What it is and where it is
Cellulose is an organic compound that is very widespread in nature, because it is a supporting texture of plant tissues. Therefore it also abounds in cereals, fruit and in particular in bran and some vegetables (radicchio and lettuce); the human organism, however, is unable to digest it, as it lacks enzymes capable of breaking it down into simpler and more assimilable substances.

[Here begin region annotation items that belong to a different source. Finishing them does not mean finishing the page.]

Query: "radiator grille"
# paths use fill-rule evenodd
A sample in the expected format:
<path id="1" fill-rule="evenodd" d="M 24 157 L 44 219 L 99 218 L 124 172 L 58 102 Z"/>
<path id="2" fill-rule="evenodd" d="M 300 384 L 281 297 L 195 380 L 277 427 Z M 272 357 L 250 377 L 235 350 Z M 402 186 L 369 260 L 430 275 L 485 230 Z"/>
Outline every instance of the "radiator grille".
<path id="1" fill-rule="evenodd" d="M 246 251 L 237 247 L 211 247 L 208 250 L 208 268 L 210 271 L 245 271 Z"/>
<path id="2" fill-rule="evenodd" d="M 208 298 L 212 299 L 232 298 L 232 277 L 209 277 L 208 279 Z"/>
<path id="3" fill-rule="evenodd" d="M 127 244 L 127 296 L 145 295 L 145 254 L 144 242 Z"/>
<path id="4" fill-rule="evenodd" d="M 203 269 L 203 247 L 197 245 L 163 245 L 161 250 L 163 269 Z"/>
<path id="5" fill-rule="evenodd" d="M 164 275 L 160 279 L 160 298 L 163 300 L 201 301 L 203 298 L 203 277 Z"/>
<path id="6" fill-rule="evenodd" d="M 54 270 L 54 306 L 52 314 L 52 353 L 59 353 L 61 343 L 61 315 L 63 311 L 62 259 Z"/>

Consequently, cellulose is devoid of calories and is expelled with the faeces, to which it gives volume and consistency; due to these characteristics, it is considered an insoluble dietary fiber.
Cellulose production in the plant kingdom is estimated to be around 100 billion tons per year.
Characteristics and Properties
Cellulose has strong hygroscopic properties (it absorbs environmental humidity, increasing its weight up to 10 times); the ability to incorporate significant quantities of water means that after ingestion, having reached the gastrointestinal tract, it swells, increasing the volume and weight of stool, but also satiety and peristaltic movements.
The mildly laxative effect makes it useful in the presence of constipation, while it is contraindicated in all conditions of increased intestinal motility (diarrhea, irritable bowel).
Arrived almost unchanged up to the colon, the cellulose is partially fermented by the local microbial flora, with the release of fatty acids with a laxative effect. The same fatty acids promote the health of the intestinal mucosa and, by virtue of their acidity, create environmental conditions favorable to the growth of good bacteria, but hostile to pathogens.
What differentiates it from "Starch
Starch and cellulose, while sharing the plant origin and being both made up of glucose, are quite different polysaccharides, both in structural and functional terms: starch is the energy reserve of the plant, while cellulose represents the basis of its structure (roots , stems and leaves).
From the chemical point of view, however, this difference is very subtle and simply due to the way in which the various glucose units are joined together. Cellulose, in fact, is a polysaccharide, just like starch. It is distinguished by being formed by a linear (rather than branched) chain of various B-glucose monomers (α-glucose in starch), linked together through a B bond 1.4. It is precisely these bonds that are inseparable for human digestive enzymes (which manage to break up the α-glycosidic ones of starch). On the contrary, in the rumen of some animals and in the digestive system of insects that feed on wood, there are microbes (Ruminococci And Bacteroides succinogenes) equipped with particular enzymes (cellulase and cellobiasis), capable of transforming cellulose into sugar.
Excluding the two terminal units, the cellulose has the crude formula (C6H10O5) n. Depending on the source and plant species, the glucose units for each macromolecule vary from 300 to 10,000; the greater this degree of polymerization, the higher its commercial value.
Hemicellulose
Hemicellulose is an organic polymer very similar to cellulose, from which it differs for its low degree of polymerization (<m) and for being also made up of other monosaccharides (xylose, mannose, arabinose).
Uses
The most valuable cellulose is obtained from cotton (it contains it in a percentage of 90-95%), but it is also obtained from wood (it contains 40-50%) and from straw.
Cellulose is widely used not only in the dietetic sector (useful in slimming programs and as a laxative), but also in the pharmaceutical sector (production of gauze and coatings capable of modulating the release of active ingredients from the tablet), cosmetics (for the preparation of gels , stabilizers, films, toothpastes), warfare (manufacture of explosives), textiles (rayon, lyocel) and many others (famous is the use of cellulose for the production of paper).